The criticism often comes to a head in the mass media. Possibly the least intelligent aspect of the science coverage in recent years is the growing trend to "uncover" and "expose" scientists' links with industry. From national newspapers to the BBC, intrepid investigative journalists delight in shocking us with the news that eminent scientists who are advising the government on GM crops or publishing crucial research on vaccines are apparently in the pockets of industry - and that by implication cannot be trusted.

It's guilt by association, and the association need not be that direct, either. At the height of the recent furore on the Atkins diet, Susan Jebb, one of the UK's leading nutrition scientists, agreed to brief journalists on "faddy diets". The headlines were full of her concern that people who stay on Atkins for a long time are "gambling with their long-term health".

But then one newspaper reported the fact that the Medical Research Council had recently received money from the Flour Advisory Bureau, an industry body, for a study looking at the health benefits of carbohydrates. This funding amounted to £10,000, around 0.003 per cent of the MRC's annual grant from the government. But for the newspapers involved, the very existence of the industry grant was proof that Jebb's criticism of the Atkins diet was driven more by commercial interests than by her 20 years' experience as a research scientist.

And then there was the media attack on a highly respected scientist who has published research on the triple vaccine MMR -  because she happened to be on the same side as vaccine manufacturers in the legal challenge being mounted by opponents of the vaccine. And then came the undermining of a piece of research on genetically modified crops published in Nature because two of the scientists had done some completely separate consultancy for a biotech company.
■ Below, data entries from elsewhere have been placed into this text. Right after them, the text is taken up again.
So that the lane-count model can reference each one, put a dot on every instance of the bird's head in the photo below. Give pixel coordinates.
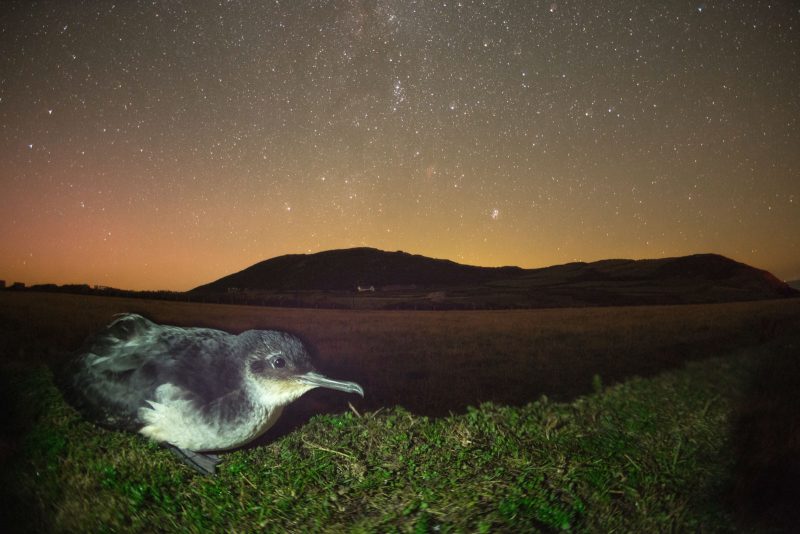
(279, 365)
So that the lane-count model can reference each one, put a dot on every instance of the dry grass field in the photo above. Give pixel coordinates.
(430, 362)
(415, 365)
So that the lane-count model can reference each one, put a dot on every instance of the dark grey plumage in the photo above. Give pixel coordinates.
(197, 389)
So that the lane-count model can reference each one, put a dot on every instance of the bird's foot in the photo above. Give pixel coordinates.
(203, 463)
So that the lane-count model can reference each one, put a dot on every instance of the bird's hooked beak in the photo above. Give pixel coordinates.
(319, 381)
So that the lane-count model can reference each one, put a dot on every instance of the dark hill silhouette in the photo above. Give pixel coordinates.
(405, 280)
(346, 269)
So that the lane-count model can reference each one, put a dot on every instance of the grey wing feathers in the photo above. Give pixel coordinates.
(115, 372)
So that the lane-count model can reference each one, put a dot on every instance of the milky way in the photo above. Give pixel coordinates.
(152, 145)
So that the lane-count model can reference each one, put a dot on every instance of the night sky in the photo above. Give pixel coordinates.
(162, 145)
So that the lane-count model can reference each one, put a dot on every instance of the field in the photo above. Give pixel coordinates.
(633, 418)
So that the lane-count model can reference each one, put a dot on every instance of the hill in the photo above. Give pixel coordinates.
(402, 280)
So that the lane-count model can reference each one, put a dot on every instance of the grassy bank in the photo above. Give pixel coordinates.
(677, 451)
(646, 455)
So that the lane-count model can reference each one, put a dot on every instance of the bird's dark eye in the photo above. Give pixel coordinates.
(258, 366)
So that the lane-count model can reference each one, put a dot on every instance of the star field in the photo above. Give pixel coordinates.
(161, 145)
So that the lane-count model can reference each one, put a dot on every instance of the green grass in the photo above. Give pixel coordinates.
(647, 455)
(710, 430)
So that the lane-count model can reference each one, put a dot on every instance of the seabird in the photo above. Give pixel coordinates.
(195, 390)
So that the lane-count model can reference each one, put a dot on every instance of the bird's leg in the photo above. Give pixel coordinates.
(203, 463)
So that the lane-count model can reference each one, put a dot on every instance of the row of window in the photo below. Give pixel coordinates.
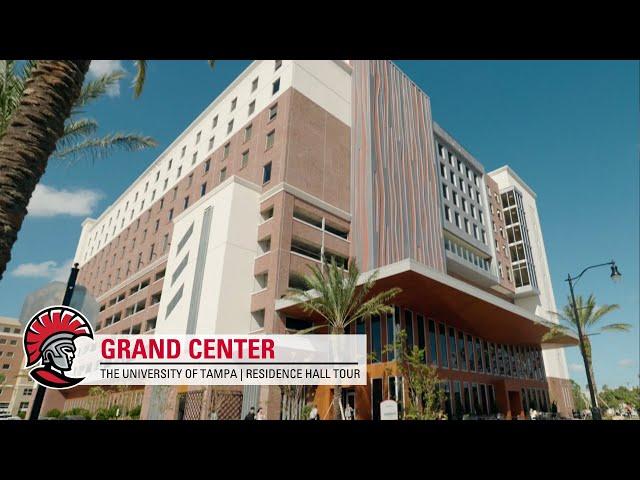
(465, 253)
(460, 183)
(266, 178)
(96, 240)
(448, 347)
(478, 234)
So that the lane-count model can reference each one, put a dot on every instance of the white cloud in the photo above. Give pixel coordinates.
(49, 269)
(576, 367)
(626, 363)
(103, 67)
(49, 202)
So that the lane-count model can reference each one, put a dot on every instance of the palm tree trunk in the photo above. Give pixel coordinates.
(30, 139)
(591, 378)
(337, 389)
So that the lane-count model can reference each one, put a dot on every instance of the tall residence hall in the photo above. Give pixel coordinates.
(298, 162)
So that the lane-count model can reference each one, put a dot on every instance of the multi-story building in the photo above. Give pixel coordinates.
(297, 162)
(16, 387)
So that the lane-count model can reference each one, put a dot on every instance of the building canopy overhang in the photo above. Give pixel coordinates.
(447, 299)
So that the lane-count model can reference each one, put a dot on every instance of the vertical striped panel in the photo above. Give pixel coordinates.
(395, 202)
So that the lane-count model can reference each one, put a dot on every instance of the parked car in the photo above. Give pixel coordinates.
(8, 416)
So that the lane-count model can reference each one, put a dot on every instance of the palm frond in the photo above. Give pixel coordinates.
(11, 88)
(27, 68)
(75, 131)
(141, 75)
(94, 89)
(336, 297)
(98, 148)
(616, 327)
(596, 316)
(79, 128)
(558, 331)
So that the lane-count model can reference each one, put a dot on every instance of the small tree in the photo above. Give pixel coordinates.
(424, 393)
(339, 298)
(590, 321)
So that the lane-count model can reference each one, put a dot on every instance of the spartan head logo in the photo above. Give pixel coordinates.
(49, 340)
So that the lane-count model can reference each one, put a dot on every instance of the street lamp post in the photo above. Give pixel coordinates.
(615, 276)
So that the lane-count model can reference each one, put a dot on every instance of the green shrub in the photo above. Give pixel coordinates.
(53, 413)
(134, 413)
(107, 413)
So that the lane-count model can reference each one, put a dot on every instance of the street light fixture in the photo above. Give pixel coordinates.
(615, 276)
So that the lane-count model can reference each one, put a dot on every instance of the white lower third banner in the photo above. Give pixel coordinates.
(221, 360)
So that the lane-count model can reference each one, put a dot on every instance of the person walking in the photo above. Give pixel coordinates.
(251, 415)
(348, 412)
(313, 414)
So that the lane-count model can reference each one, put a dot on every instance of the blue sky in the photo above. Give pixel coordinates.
(570, 129)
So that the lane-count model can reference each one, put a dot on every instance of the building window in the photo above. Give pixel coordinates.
(273, 112)
(442, 336)
(266, 173)
(453, 349)
(270, 139)
(433, 342)
(462, 351)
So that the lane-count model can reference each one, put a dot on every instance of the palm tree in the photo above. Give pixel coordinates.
(78, 137)
(33, 129)
(589, 318)
(340, 300)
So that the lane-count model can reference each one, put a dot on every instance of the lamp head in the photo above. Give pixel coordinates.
(616, 276)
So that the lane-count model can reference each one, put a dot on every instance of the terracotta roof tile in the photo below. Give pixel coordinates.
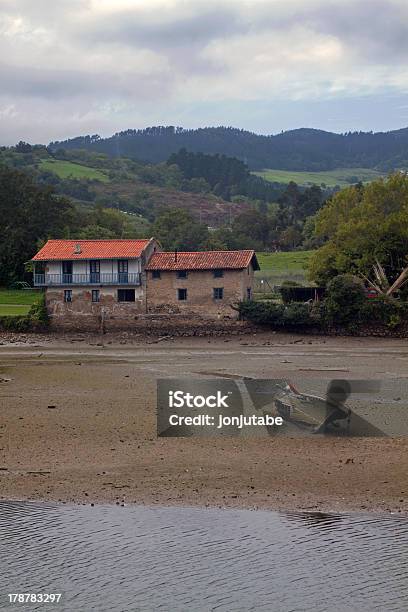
(204, 260)
(91, 249)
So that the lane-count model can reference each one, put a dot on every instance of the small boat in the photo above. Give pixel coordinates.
(313, 413)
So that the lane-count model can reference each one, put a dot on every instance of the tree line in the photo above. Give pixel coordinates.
(301, 149)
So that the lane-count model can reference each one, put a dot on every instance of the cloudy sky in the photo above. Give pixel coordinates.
(72, 67)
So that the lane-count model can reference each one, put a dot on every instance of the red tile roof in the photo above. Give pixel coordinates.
(204, 260)
(91, 249)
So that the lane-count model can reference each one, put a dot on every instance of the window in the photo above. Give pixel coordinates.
(126, 295)
(67, 272)
(123, 276)
(95, 271)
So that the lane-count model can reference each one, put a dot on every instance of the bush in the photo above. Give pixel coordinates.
(277, 315)
(345, 300)
(15, 324)
(291, 293)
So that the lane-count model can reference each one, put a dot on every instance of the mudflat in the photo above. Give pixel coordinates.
(78, 424)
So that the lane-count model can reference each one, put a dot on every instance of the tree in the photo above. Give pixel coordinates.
(28, 214)
(360, 225)
(175, 228)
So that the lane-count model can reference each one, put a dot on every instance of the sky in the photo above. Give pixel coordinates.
(75, 67)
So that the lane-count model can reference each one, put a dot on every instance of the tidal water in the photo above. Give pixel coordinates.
(108, 558)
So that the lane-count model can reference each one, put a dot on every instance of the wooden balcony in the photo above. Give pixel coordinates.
(69, 280)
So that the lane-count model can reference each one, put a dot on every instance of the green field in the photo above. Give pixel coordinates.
(277, 268)
(16, 302)
(342, 177)
(65, 169)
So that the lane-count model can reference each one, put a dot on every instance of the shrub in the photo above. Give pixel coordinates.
(291, 293)
(345, 300)
(277, 315)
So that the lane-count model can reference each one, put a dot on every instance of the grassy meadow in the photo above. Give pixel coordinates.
(279, 267)
(17, 302)
(342, 177)
(66, 169)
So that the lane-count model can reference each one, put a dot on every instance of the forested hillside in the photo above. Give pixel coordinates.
(302, 149)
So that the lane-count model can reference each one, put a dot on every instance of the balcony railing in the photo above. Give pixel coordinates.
(121, 278)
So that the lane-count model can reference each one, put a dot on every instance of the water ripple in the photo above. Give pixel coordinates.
(107, 558)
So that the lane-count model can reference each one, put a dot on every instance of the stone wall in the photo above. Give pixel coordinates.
(83, 314)
(162, 292)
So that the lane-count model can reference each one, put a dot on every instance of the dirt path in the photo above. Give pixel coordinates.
(77, 423)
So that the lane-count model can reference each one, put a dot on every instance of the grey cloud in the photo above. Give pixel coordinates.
(60, 84)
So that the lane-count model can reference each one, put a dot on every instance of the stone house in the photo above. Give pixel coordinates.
(88, 281)
(205, 283)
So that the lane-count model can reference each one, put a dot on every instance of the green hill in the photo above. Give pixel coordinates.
(342, 177)
(67, 169)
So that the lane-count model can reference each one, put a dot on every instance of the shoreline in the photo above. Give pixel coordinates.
(132, 505)
(84, 415)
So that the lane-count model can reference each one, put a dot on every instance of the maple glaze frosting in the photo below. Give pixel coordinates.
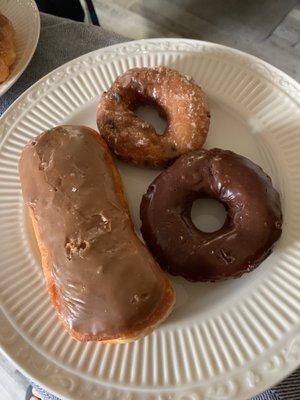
(178, 99)
(103, 280)
(252, 226)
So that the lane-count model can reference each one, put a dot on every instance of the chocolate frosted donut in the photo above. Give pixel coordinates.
(178, 99)
(252, 226)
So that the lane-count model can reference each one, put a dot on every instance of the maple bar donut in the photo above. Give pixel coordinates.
(252, 226)
(177, 98)
(102, 280)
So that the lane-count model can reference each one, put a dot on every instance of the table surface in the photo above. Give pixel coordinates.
(269, 29)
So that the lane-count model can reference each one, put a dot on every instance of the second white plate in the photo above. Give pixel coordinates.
(25, 17)
(224, 341)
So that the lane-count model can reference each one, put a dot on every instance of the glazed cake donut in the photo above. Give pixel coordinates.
(178, 99)
(252, 226)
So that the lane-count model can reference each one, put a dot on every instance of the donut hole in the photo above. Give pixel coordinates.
(153, 115)
(208, 215)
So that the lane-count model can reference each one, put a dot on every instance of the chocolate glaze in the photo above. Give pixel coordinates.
(252, 225)
(105, 281)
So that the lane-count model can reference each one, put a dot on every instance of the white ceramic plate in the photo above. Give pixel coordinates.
(224, 341)
(25, 18)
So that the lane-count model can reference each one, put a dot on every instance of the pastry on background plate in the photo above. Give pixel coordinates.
(7, 47)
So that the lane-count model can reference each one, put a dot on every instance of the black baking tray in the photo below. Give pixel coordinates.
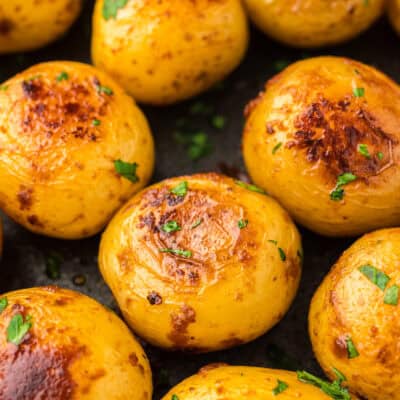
(285, 346)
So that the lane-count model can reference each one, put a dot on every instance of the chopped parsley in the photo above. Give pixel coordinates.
(376, 276)
(171, 226)
(280, 387)
(178, 252)
(127, 170)
(18, 328)
(111, 7)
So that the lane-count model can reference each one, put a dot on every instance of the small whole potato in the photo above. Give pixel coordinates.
(73, 148)
(221, 382)
(186, 257)
(162, 52)
(30, 24)
(354, 317)
(323, 140)
(314, 23)
(58, 344)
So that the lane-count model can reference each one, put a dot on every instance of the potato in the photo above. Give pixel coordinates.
(187, 256)
(166, 51)
(69, 138)
(30, 24)
(221, 382)
(354, 318)
(59, 344)
(314, 23)
(323, 139)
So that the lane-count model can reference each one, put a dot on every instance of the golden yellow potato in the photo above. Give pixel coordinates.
(58, 344)
(314, 23)
(30, 24)
(323, 139)
(70, 138)
(165, 51)
(201, 263)
(220, 382)
(354, 317)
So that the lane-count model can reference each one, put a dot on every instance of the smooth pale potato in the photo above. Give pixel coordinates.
(74, 349)
(234, 285)
(220, 382)
(61, 129)
(348, 306)
(311, 110)
(314, 23)
(166, 51)
(30, 24)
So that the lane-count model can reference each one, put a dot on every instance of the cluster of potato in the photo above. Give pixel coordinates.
(185, 257)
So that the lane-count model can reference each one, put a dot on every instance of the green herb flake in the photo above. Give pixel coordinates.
(376, 276)
(111, 7)
(3, 304)
(359, 92)
(178, 252)
(279, 388)
(333, 389)
(18, 328)
(392, 296)
(250, 187)
(351, 349)
(127, 170)
(62, 76)
(363, 150)
(171, 226)
(180, 189)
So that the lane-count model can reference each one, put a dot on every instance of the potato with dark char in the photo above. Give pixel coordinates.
(354, 319)
(30, 24)
(162, 52)
(201, 263)
(56, 344)
(314, 23)
(323, 140)
(73, 148)
(221, 382)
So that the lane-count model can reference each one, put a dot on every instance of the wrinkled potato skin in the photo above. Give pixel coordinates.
(30, 24)
(225, 382)
(233, 272)
(310, 108)
(57, 174)
(164, 52)
(75, 349)
(347, 304)
(313, 23)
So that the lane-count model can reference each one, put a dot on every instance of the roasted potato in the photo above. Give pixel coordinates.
(71, 142)
(354, 317)
(323, 139)
(187, 256)
(220, 382)
(58, 344)
(314, 23)
(30, 24)
(165, 51)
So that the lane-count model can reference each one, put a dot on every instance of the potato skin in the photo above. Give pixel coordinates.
(57, 174)
(193, 303)
(164, 52)
(75, 349)
(349, 305)
(220, 382)
(30, 24)
(314, 23)
(311, 109)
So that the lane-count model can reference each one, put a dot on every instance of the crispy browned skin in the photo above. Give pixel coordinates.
(312, 111)
(193, 302)
(75, 349)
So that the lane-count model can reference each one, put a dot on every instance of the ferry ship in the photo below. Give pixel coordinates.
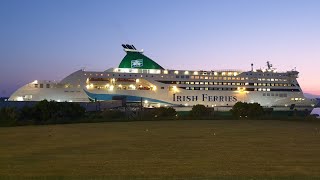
(140, 79)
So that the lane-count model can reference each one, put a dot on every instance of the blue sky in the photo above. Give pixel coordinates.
(50, 39)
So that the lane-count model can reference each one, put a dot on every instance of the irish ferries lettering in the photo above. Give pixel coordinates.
(205, 97)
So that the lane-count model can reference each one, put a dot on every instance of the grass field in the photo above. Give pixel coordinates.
(162, 149)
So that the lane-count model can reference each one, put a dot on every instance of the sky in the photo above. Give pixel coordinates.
(50, 39)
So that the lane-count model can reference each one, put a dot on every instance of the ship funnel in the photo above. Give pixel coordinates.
(130, 48)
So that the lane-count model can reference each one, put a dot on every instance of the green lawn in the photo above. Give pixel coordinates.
(162, 149)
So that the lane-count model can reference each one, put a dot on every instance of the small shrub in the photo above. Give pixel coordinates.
(199, 111)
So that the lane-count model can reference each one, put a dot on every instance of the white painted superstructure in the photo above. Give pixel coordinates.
(138, 78)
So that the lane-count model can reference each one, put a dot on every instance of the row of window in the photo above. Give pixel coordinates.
(226, 83)
(234, 89)
(193, 77)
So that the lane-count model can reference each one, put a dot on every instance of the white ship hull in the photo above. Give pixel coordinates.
(140, 79)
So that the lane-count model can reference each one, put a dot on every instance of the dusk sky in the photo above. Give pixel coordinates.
(48, 40)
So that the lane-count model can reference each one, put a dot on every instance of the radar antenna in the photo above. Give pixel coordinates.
(269, 65)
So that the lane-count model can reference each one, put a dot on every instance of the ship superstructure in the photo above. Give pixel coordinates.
(140, 79)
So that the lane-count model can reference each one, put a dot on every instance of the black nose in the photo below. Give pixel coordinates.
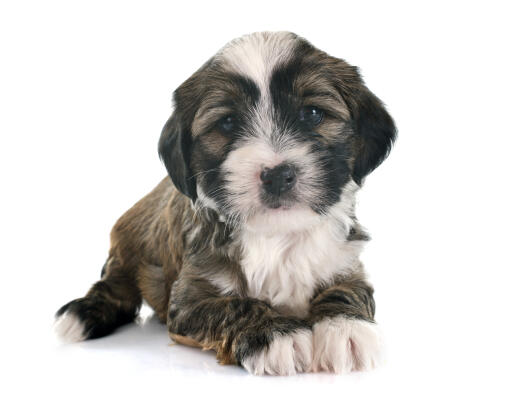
(278, 180)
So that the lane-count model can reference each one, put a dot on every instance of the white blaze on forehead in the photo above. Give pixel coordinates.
(256, 55)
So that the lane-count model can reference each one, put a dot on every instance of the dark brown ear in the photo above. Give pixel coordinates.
(175, 145)
(174, 148)
(375, 130)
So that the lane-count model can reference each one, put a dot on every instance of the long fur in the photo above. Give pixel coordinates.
(251, 246)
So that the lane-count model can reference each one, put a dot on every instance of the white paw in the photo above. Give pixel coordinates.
(286, 355)
(342, 345)
(69, 328)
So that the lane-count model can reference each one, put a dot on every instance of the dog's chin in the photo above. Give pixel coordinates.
(284, 218)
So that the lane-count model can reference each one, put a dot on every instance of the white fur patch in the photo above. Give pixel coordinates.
(69, 328)
(343, 345)
(287, 254)
(257, 54)
(286, 355)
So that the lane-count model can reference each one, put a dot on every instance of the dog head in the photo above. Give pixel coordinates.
(271, 126)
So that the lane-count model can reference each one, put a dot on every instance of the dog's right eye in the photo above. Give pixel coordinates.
(227, 124)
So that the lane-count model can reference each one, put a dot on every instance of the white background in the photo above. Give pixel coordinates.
(85, 88)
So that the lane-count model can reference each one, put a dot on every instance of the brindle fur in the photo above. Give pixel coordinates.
(168, 247)
(146, 257)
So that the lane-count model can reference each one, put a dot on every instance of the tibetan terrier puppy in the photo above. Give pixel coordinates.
(251, 246)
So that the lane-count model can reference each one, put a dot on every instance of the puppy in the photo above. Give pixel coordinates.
(251, 247)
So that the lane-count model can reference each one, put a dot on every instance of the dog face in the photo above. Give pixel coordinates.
(271, 126)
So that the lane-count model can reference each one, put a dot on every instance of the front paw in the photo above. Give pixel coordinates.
(343, 345)
(285, 355)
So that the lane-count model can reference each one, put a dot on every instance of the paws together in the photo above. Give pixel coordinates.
(337, 345)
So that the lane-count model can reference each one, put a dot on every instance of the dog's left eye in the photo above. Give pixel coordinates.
(227, 124)
(311, 115)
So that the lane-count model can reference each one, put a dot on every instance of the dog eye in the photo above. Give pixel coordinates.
(311, 115)
(227, 124)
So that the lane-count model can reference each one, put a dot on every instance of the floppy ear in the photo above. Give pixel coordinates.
(174, 148)
(375, 130)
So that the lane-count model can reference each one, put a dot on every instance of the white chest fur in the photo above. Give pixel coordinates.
(284, 267)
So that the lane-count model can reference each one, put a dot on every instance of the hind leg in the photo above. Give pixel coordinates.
(112, 302)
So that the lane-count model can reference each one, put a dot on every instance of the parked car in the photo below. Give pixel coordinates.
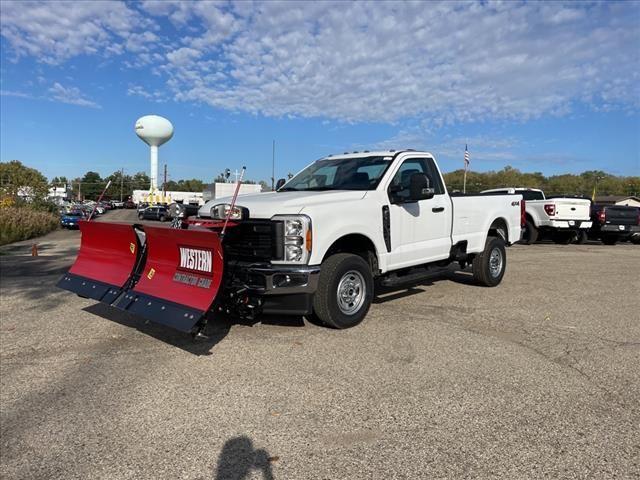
(70, 220)
(612, 223)
(563, 219)
(154, 213)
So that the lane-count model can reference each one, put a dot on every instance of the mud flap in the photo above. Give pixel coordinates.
(180, 279)
(105, 263)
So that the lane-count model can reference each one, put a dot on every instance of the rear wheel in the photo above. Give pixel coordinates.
(530, 233)
(345, 291)
(489, 266)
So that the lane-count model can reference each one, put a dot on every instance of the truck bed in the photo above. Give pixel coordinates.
(473, 215)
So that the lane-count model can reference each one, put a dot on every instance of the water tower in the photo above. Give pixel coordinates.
(154, 131)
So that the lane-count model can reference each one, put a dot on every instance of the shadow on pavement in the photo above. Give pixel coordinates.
(238, 459)
(216, 329)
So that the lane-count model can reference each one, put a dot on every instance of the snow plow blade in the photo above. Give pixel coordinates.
(105, 263)
(180, 278)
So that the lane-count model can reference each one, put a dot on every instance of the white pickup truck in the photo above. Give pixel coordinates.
(318, 244)
(562, 219)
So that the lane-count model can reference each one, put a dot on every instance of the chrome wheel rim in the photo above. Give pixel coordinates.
(495, 262)
(351, 292)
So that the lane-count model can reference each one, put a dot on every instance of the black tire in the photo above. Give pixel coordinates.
(354, 274)
(485, 269)
(530, 233)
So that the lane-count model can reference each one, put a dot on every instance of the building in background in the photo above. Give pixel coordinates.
(59, 194)
(219, 190)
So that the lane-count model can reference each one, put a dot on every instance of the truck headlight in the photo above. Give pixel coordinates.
(296, 239)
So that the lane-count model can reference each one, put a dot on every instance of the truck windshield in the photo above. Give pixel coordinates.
(362, 173)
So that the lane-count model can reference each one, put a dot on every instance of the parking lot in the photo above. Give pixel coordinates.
(537, 378)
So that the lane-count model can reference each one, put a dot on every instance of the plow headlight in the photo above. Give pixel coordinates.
(220, 212)
(297, 238)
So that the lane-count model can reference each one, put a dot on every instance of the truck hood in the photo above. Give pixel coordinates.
(268, 204)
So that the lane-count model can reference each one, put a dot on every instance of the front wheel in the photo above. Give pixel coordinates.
(490, 265)
(345, 291)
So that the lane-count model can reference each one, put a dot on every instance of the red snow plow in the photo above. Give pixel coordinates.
(169, 276)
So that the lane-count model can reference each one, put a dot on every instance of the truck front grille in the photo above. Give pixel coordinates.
(254, 241)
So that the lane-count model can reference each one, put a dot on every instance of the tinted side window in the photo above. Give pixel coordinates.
(402, 177)
(531, 195)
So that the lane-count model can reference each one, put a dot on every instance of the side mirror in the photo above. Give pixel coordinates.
(420, 187)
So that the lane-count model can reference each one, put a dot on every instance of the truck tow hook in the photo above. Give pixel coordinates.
(199, 334)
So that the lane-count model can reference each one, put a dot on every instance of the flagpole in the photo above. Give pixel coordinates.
(466, 167)
(464, 181)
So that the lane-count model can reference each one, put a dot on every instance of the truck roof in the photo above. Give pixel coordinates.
(512, 189)
(374, 153)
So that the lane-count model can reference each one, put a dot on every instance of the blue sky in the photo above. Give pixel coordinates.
(551, 87)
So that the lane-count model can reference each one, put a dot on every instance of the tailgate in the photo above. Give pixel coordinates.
(572, 209)
(621, 215)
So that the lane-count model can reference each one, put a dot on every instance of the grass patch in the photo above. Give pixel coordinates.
(23, 223)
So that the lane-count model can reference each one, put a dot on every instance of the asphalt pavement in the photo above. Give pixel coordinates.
(536, 378)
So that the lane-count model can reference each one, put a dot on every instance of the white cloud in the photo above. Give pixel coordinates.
(54, 31)
(139, 91)
(70, 95)
(376, 62)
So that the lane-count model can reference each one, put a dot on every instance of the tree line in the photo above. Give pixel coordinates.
(564, 184)
(15, 176)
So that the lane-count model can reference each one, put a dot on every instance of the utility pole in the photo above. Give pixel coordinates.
(273, 167)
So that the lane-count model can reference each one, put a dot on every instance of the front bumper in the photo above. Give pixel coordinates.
(570, 224)
(265, 279)
(275, 289)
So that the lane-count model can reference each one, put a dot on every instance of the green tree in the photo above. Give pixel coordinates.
(59, 181)
(92, 185)
(17, 178)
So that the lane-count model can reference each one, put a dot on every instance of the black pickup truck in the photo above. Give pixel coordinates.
(614, 222)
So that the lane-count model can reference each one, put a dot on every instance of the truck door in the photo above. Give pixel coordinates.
(420, 231)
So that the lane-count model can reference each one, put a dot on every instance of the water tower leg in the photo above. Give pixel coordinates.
(154, 168)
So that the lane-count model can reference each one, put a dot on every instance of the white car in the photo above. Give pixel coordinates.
(562, 219)
(318, 243)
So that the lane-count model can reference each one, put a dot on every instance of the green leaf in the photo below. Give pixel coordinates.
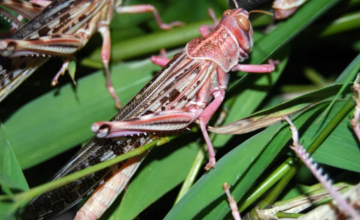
(162, 171)
(275, 114)
(11, 175)
(239, 169)
(231, 168)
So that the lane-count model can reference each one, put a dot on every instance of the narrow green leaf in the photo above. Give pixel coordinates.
(161, 172)
(11, 175)
(230, 168)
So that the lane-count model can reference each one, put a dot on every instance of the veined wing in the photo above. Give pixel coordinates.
(172, 87)
(61, 16)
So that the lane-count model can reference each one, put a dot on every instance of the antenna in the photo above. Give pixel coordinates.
(261, 11)
(236, 5)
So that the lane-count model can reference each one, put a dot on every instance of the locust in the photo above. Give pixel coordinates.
(58, 28)
(189, 88)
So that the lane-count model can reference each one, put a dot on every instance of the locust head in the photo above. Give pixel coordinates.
(237, 21)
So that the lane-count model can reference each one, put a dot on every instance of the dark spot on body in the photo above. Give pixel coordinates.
(164, 99)
(64, 19)
(82, 17)
(148, 112)
(44, 31)
(174, 94)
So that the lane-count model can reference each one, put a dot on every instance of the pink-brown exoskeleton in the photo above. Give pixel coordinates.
(285, 8)
(177, 96)
(58, 28)
(211, 58)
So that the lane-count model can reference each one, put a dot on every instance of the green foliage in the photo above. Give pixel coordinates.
(42, 122)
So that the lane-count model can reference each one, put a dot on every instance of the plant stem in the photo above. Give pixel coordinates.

Entire funding bodies, and advisory panels on vaccines and GM, have been damned because of often tenuous links to industry.

The infuriating thing about these kinds of stories is that the journalists do not feel compelled to show how the link with industry has corrupted or skewed the science or the message. In many cases even a tiny bit of good, old-style investigative journalism would reveal no causal relationship.

The government wants scientists to have some contact with industry in order to make science more relevant to the needs of the economy. But it seems not to have given a thought to what the media or the public might make of this - something of an omission for an administration supposedly obsessed with spin. As a result of government policy, many public-sector researchers must seek a share of their funding from industry. Yet Jebb and others like her are then left defending themselves before a hostile and sceptical audience.

I am not a blind defender of industry or of science. I have never thought that the media's role is to be a cheerleader for science any more than for politics, economics or other aspects of national life. But for a journalist to imply that all industry is bad is as unintelligent and lazy as believing (as many seem to) that all non-profit activist organisations are good.